- Directed by: R. J. Prasad
- Written by: R. J. Prasad
- Produced by: A. Salim A. Sajneer
- Starring: Shakeela Vipin Roy Abin John
- Cinematography: R. J. Prasad
- Edited by: K. R. Bose
- Music by: Mano Bhaskar
- Production company: Miyami Productions
- Distributed by: Miyami
- Release date: 10 March 2000;
- Running time: 110 minutes
- Country: India
- Language: Malayalam
- Budget: ₹12 lakh
- Box office: ₹4 crore

= Kinnara Thumbikal =

Kinnara Thumbikal ('Lovelorn dragonflies') is a 2000 Indian low-budget erotic film written, directed, and filmed by R. J. Prasad. It stars Shakeela in the lead role. The film was dubbed in more than six Indian languages. It was a major commercial success, grossing ₹4 crore at the box office against a budget of ₹12 lakh. The success of Kinnarathumbigal would go on to pioneer a new wave of low-budget Malayalam softcore porn films in Kerala.

==Plot==
 The setting of the story is a cold hilly village in Kerala, rich with tea plantation. Gopu is a boy who stays with his aunt Janaki, who is a tea plantation worker and her daughter, Devu. Janaki's co worker, Dakshayani is the first contact neighbor of the family. Dakshayani, is in an open relationship with the supervisor of the plantation.

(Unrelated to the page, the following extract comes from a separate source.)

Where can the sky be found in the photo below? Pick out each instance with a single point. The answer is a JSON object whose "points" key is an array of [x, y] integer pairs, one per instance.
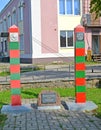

Janaki is looking for a suitable groom for Devu. However, the supervisor, who is interested in Devu, blocks the possible alliances for her. Dakshayani, being a woman with strong physical needs, tries to seduce Gopu, yet he eludes her grasp. From Dakshayani, Gopu learns that since Devu is his aunt's daughter, there is a possibility of marrying her, even though Devu is older than Gopu. Gradually, Gopu's mind gets infatuated towards Devu. Soon Gopu realizes that Devu is interested in her as well. Gopu and Devu finally find love. They roam as a couple in the landscapes of the village. When everything goes as planned, Janaki catches Gopu and Devu making love. Janaki expels Gopu from her home.

Meanwhile, supervisor finds his own ways to abduct Devu and make her his wife. The supervisor is very adamant about marrying Devu. Gopu finds home in Dakshayani's house. Will Gopu reunite with the love of his life ? Will he meet his ambition of having Devu on his side? The movie ends with a bittersweet note.

==Cast==
- Shakeela as Dakshyani
- Hema as Devu
- Salim Kumar as tea shop owner
- Aravind M S as tea shop waiter
- Kuttyedathi Vilasini as Janaki
- Thodupuzha Vasanthi
- Vipin Roy as Gopu (voiceover by Jayan Cherthala)
- Sanju
- Kothiyan as Sanju's cousin

== Production ==
The film was given an adult certificate despite having less intimate scenes than other films, which were not A-rated.

==Soundtrack==
The film features one song titled "Kinnaarathumbikal" composed by Mano Bhaskar, written by Sreekumaran Thampi and sung by K. S. Chithra.

==Reception==
The film was a major commercial success at the box office. Made on a budget of ₹12 lakh, the film grossed ₹4 crore at theatres. Its success triggered a series of similar low budget softporn films being produced in Malayalam cinema. According to Shakeela, she initially didn't register that the film was a success as she didn't understand Malayalam at the time, but knew something had changed as she was approached for autographs.